Everything about this was surreal, and that’s only what wasn’t edited out. The consensus is that Rodman bombed, but he still got out some bizarre zingers.

  • “If one more person calls Joseph a pu*sy again, I’m going to lick him for 20 minutes.” (Hopefully, this is also his reaction to criticism for a certain asshole-less dictator. Kimmy’s skin does always suspiciously silky smooth.)
  • “Cybill Shepherd, it sounds like a disease that you get when you’re fu*king a sheep.”

Demi Moore

Willis’s ex-wife came out as a surprise guest, and her refreshingly playful demeanor kept the room fun and her daughters hysterically laughing at their table. Unsurprisingly, all the time she spent with Bruce over the last few decades provided her with plenty of material.

  • “Every Christmas, right after he would have the girls go make him his special coffee with ‘medicine,’ I mean, he would come down the chimney in the wife-beater T-shirt, waving that gun saying ‘Yippee-ki-yay, motherfu*kers!'”
  • “Scout wouldn’t say anything, but just last week he offered her $1,000 to change his diaper”
  • “He got his career-breaking moment in Pulp Fiction. It seemed really odd at the time, I mean he’s a big action star doing a little indie film, but Bruce went over to Harvey Weinstein’s hotel, and I don’t know. He came back swinging that ball gag, and, man, he said, ‘I got the part!” 
  • “I just looked at our marriage like The Sixth Sense, you were dead the whole time!” 

Jeff Ross

The roastmaster himself is at it again with more golden one-liners than we can list.

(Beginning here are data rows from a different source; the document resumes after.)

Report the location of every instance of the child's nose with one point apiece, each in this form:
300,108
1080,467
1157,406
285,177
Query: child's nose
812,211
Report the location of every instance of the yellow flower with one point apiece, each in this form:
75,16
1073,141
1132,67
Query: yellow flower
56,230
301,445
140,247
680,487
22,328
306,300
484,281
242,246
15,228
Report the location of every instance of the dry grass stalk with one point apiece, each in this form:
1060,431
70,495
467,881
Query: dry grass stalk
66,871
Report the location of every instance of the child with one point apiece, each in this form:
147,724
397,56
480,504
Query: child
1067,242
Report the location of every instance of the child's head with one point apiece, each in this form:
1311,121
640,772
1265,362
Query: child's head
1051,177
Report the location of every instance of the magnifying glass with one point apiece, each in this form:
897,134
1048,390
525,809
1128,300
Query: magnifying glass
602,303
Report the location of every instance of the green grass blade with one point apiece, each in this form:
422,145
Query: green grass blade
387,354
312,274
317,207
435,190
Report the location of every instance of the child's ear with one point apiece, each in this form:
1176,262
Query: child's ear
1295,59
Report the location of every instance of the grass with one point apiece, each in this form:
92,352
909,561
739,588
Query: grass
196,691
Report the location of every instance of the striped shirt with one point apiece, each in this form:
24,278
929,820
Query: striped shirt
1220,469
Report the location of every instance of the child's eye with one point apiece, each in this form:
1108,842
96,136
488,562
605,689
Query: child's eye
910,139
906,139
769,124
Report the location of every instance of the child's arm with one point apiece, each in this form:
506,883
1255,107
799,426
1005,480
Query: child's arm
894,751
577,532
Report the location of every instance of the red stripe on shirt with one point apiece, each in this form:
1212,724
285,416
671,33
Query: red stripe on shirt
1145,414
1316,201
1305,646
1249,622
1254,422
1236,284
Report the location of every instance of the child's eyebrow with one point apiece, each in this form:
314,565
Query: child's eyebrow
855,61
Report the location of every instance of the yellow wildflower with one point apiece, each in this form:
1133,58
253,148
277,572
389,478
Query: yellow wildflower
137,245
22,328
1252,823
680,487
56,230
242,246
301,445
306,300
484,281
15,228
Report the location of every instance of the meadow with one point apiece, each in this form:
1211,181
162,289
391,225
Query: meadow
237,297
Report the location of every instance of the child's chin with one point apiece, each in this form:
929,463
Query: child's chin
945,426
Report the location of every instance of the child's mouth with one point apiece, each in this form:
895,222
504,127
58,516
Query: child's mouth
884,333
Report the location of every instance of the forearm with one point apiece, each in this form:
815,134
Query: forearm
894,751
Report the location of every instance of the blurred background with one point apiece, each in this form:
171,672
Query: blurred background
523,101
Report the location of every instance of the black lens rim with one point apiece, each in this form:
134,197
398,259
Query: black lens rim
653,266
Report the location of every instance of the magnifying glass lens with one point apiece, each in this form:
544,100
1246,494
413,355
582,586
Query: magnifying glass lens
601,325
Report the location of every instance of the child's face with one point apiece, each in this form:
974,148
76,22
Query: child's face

  • “Bruce, we all wish you luck with your lawsuit against the Blue Man Group.”
  • “I met Rumer, your daughter. I guess that’s the name your mom gives you when she’s not 100 percent sure who your father is.”
  • “I’d make fun of you for your political aspirations, but the last time I did that the fu*ker actually became president.”
  • “All night people are saying I look like [Bruce], but Cybill Shepherd looks like Bruce Jenner Willis. And Lil Rel looks like Bruce What You Talkin’ Bout Willis.”
  • “How the fu*k are you a movie star? You look like a bouncer at a nursing home!”
  • “Bruce Willis wants an Oscar so bad he’s slowly turning into one.”
  • “Bruce Willis looks like Elmer Fudd if he hunted shitty scripts instead of wascally wabbits,”
  • “Joseph starred in 3rd Rock from the Sun and Dennis Rodman smoked three rocks in front of his son.” 
  • “You think Kim Jong-Un is a nice guy, and he thinks you’re Scottie Pippen.”
  • “My pal Lil Rel is here. So happy for you buddy, so happy. Congrats on all your success and your newest film Angry Birds 2. Good to see you’re not selling out. What do you play, Jim Crow?” 
  • Ross closed with, “I can’t wait to see your next project, Die Hard 6: Natural Causes.”  

Bruce Willis

  • “[Ed Norton has] rubbed more people the wrong way than Harvey Weinstein.”
  • “An Italian job is also when you titty fu*k Don Irrera.”
  • “[Kevin Pollack] made more money doing Arnold Schwarzenegger than his maid.”
  • The legend delivered a perfect line to close off the evening: “I did this roast for one reason and for one reason only — to settle something once and for all. Now, please, listen very carefully. Die Hard is not a Christmas movie, it’s a Bruce Willis movie. So yippie-ki-yay to all of you motherfu*kers.”